で、まずイギリスの百貨店チェーンの創業者って誰やねんって思ったので、調べたところハリー・ゴードン・セルフリッジという人だった。

100年前の人だ、そんな昔の人が本当にそう言っていたのであれば英語の原文はあるかなと探してみた。あったあった。(情報を取りに行けば見つかる、すごい世の中だ)ハリーゴードンセルフリッジ 名言 英文とか調べたら30秒で出てきた。

https://en.wikipedia.org/wiki/Harry_Gordon_Selfridge

Among the more popular quotations attributed to Selfridge:
People will sit up and take notice of you if you will sit up and take notice of what makes them sit up and take notice.
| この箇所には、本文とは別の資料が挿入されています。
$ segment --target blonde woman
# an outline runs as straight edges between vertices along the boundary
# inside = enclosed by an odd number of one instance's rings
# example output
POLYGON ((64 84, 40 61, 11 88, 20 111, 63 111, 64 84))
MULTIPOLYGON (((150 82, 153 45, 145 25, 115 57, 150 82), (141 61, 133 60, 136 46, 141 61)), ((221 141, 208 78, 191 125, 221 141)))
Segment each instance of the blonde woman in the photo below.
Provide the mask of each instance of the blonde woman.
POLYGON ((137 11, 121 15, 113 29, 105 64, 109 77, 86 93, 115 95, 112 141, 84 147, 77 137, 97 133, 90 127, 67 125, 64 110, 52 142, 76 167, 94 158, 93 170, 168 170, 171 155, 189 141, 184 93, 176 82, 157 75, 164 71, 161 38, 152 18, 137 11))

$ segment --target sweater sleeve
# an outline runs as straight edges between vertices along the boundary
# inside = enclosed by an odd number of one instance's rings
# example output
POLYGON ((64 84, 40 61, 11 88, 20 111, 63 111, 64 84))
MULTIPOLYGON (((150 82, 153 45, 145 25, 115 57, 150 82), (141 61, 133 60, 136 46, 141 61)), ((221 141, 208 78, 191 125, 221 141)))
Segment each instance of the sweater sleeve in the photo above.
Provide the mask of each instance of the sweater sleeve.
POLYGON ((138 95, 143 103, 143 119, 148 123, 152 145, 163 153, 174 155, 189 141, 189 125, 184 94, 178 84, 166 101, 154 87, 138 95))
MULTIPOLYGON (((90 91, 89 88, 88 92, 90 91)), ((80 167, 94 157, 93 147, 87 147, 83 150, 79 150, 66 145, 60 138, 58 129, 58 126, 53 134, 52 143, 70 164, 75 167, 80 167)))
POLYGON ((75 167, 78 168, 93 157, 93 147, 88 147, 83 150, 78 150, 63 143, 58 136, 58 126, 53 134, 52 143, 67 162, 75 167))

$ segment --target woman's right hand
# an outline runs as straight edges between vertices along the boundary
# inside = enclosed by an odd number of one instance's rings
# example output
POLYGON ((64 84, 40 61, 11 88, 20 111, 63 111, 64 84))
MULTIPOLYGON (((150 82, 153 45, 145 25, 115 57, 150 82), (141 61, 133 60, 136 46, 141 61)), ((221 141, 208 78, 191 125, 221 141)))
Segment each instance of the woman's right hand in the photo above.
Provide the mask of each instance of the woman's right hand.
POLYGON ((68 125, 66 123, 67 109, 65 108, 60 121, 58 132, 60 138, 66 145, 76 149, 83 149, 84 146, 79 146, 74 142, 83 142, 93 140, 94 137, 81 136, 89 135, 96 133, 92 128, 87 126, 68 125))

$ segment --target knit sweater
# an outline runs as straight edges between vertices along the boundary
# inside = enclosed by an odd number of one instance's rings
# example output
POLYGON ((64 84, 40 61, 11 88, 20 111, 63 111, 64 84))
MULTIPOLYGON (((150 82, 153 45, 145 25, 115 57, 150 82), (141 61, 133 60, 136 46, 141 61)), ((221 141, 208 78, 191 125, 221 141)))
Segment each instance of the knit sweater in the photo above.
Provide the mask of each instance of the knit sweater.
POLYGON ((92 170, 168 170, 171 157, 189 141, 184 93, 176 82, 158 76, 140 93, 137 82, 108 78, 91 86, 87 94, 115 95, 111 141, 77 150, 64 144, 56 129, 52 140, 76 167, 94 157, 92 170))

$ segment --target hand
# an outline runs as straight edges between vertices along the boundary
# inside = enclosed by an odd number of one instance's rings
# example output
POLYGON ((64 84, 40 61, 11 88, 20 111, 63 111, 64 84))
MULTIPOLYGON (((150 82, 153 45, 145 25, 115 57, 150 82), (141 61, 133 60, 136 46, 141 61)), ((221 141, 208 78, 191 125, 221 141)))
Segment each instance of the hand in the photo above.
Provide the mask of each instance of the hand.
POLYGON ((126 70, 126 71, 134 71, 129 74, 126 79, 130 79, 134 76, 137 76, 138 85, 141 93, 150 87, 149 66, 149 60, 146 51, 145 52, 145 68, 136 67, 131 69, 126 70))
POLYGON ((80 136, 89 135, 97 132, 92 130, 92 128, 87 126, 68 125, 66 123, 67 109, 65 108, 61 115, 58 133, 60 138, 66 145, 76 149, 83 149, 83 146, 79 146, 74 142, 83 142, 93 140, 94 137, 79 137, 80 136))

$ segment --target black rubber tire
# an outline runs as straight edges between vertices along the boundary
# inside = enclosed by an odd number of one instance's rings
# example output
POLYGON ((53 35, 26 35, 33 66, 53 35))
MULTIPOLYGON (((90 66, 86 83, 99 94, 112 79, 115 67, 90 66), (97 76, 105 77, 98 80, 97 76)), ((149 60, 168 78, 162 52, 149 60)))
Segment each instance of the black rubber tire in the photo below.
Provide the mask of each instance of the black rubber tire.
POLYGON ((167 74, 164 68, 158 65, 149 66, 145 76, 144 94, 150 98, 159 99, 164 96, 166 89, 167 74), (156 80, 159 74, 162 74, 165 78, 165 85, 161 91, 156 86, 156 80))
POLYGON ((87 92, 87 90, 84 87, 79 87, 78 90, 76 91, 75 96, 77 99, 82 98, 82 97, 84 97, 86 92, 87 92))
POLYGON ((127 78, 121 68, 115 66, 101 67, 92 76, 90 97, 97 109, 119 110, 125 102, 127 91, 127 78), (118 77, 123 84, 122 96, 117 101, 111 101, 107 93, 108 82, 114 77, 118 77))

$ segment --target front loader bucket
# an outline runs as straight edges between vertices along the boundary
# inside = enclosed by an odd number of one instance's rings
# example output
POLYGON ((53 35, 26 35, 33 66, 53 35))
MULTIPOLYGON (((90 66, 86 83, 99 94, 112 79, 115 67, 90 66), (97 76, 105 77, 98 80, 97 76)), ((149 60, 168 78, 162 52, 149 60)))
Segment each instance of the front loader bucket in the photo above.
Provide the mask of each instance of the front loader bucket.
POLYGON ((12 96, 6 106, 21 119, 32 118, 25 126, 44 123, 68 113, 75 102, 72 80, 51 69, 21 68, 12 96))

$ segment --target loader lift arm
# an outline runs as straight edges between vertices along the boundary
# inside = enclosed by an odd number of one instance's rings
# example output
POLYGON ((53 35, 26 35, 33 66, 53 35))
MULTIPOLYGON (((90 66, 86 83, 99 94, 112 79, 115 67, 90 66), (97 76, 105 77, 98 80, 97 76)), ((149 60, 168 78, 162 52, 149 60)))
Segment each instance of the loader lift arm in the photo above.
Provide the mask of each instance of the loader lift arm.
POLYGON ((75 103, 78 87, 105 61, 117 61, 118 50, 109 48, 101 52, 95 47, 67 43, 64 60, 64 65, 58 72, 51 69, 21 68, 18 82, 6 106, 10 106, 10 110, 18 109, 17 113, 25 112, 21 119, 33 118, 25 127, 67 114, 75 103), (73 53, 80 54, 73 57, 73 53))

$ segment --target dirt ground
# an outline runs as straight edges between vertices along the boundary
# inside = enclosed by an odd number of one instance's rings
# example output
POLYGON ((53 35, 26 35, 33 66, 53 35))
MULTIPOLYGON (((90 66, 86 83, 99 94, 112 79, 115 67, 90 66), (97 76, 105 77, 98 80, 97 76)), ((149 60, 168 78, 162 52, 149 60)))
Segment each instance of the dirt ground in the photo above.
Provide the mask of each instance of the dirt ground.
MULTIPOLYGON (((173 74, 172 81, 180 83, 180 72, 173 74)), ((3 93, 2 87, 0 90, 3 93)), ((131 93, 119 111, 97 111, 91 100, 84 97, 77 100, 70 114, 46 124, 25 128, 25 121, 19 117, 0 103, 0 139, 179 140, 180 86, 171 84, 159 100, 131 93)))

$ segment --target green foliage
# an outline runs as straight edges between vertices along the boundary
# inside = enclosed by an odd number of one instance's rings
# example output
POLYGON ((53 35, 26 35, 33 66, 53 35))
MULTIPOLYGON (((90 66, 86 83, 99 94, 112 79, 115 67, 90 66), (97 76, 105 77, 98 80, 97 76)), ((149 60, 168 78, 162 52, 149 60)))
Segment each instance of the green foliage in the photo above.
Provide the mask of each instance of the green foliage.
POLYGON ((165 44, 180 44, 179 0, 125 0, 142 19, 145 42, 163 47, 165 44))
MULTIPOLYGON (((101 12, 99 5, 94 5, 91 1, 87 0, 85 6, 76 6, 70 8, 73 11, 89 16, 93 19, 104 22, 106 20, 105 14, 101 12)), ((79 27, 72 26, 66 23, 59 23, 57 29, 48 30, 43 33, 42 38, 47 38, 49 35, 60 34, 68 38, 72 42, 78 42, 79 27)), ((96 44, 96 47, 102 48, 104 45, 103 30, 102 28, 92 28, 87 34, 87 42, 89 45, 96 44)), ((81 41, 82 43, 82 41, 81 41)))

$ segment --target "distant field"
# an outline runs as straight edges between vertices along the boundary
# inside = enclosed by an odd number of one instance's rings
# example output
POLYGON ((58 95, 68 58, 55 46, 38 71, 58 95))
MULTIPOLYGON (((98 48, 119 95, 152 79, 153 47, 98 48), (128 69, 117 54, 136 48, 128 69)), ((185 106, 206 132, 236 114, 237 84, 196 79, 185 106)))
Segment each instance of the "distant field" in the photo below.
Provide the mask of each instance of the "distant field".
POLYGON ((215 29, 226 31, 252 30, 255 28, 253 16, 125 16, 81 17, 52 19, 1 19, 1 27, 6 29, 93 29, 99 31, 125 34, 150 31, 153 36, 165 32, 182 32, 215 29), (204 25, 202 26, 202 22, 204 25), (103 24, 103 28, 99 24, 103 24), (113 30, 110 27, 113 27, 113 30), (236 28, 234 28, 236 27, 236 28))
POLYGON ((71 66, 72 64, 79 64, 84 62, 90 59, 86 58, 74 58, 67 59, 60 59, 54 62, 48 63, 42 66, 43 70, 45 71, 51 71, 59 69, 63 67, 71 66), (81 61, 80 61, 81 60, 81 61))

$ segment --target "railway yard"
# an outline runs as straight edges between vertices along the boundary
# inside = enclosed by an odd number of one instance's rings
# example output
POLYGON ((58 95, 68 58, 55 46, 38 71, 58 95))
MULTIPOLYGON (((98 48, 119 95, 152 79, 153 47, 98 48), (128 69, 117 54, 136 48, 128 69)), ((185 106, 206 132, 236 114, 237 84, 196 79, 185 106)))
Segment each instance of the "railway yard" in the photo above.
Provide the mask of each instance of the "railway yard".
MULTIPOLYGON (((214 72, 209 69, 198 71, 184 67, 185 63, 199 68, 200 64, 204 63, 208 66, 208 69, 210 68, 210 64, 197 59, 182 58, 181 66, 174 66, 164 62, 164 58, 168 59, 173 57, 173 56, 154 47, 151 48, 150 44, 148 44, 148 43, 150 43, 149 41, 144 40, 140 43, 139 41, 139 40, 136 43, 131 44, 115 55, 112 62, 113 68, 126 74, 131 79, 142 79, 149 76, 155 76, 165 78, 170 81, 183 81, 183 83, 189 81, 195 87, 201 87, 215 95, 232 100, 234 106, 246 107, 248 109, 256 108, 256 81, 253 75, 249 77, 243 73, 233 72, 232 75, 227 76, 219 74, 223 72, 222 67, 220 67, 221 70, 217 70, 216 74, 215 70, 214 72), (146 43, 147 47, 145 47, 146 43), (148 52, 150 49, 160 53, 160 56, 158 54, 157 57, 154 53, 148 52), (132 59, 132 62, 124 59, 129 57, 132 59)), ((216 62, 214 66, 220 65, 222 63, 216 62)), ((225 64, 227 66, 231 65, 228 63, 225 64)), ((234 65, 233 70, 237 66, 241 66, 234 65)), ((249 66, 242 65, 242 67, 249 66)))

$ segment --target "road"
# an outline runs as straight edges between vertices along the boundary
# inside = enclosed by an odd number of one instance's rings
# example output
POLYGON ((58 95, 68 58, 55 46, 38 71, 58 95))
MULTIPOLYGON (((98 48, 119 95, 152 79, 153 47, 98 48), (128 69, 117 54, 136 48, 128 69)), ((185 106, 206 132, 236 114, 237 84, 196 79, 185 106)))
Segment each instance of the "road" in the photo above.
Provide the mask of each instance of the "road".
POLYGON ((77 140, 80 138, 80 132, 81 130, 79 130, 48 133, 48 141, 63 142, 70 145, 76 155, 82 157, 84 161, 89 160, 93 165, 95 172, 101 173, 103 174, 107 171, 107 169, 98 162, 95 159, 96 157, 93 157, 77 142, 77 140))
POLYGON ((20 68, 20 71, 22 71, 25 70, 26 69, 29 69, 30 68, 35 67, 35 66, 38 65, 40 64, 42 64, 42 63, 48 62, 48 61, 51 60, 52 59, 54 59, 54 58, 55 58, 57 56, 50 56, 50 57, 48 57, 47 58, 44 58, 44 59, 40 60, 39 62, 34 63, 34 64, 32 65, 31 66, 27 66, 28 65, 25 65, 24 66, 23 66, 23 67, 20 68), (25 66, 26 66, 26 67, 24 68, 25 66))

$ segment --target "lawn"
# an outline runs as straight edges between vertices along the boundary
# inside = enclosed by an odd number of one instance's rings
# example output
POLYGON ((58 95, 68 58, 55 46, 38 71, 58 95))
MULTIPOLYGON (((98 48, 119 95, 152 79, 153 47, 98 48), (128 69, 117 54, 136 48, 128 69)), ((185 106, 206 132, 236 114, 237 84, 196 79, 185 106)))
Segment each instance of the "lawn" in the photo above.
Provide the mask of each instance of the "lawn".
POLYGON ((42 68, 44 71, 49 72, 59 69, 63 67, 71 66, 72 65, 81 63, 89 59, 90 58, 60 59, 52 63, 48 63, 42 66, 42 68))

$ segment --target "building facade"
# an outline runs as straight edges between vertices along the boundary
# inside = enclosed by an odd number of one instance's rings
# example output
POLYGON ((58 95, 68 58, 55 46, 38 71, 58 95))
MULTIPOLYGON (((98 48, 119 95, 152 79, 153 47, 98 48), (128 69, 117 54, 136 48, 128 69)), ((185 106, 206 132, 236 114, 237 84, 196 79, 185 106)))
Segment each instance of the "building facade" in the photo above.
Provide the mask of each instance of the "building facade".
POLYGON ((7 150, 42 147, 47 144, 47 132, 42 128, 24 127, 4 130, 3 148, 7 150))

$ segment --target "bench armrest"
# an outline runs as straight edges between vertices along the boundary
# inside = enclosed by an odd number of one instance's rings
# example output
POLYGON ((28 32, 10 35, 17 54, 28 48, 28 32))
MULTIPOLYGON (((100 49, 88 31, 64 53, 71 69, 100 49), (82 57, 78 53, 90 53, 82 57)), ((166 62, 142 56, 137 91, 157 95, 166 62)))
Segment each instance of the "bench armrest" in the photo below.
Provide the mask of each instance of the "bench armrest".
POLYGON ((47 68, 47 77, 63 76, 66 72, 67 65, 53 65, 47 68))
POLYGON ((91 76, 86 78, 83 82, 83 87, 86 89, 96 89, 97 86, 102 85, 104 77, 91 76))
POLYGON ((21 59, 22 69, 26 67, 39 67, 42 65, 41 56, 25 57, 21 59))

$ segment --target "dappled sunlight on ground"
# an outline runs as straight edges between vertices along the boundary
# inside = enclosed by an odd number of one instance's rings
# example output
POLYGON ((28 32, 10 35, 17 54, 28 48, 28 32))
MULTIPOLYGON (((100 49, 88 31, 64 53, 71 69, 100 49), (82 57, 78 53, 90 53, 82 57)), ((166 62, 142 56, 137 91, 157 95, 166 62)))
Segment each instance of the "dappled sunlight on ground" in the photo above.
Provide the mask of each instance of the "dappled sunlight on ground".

The boss drives his men; the leader coaches them.
The boss depends upon authority, the leader on goodwill.
The boss inspires fear; the leader inspires enthusiasm.
The boss says "I"; the leader, "we."
The boss fixes the blame for the breakdown; the leader fixes the breakdown.
The boss knows how it is done; the leader shows how.
The boss says "Go"; the leader says "Let's go!"
The customer is always right.

・ボスは部下を駆り立てるが、リーダーは部下を指導する。
・ボスは権威を切望するが、リーダーは好意を期待する。
・ボスは恐怖をかきたてるが、リーダーは情熱を生み出す。
・ボスは時間通りに来いという、リーダーはみずから時間前にやってくる。

ただ、ここで疑問は豊田社長はなんで上記4つは端折ったんのか。全て素晴らしいことを言ってるのだから全部言えば良かったのに。。尺の問題なのか、都合が悪いのか、既に出来ているからなのか、必要ないのか。なんていう深層心理をいつも疑問に感じてしまう。まぁでも恐らくその中でも今のトヨタ社員に伝えたいものをピックアップしたのだろう。で、興味を持った人間は自分で更に調べるわけで、そしたらここにたどり着くわけで。的な感じですかね。知らんけど。良い時代だ。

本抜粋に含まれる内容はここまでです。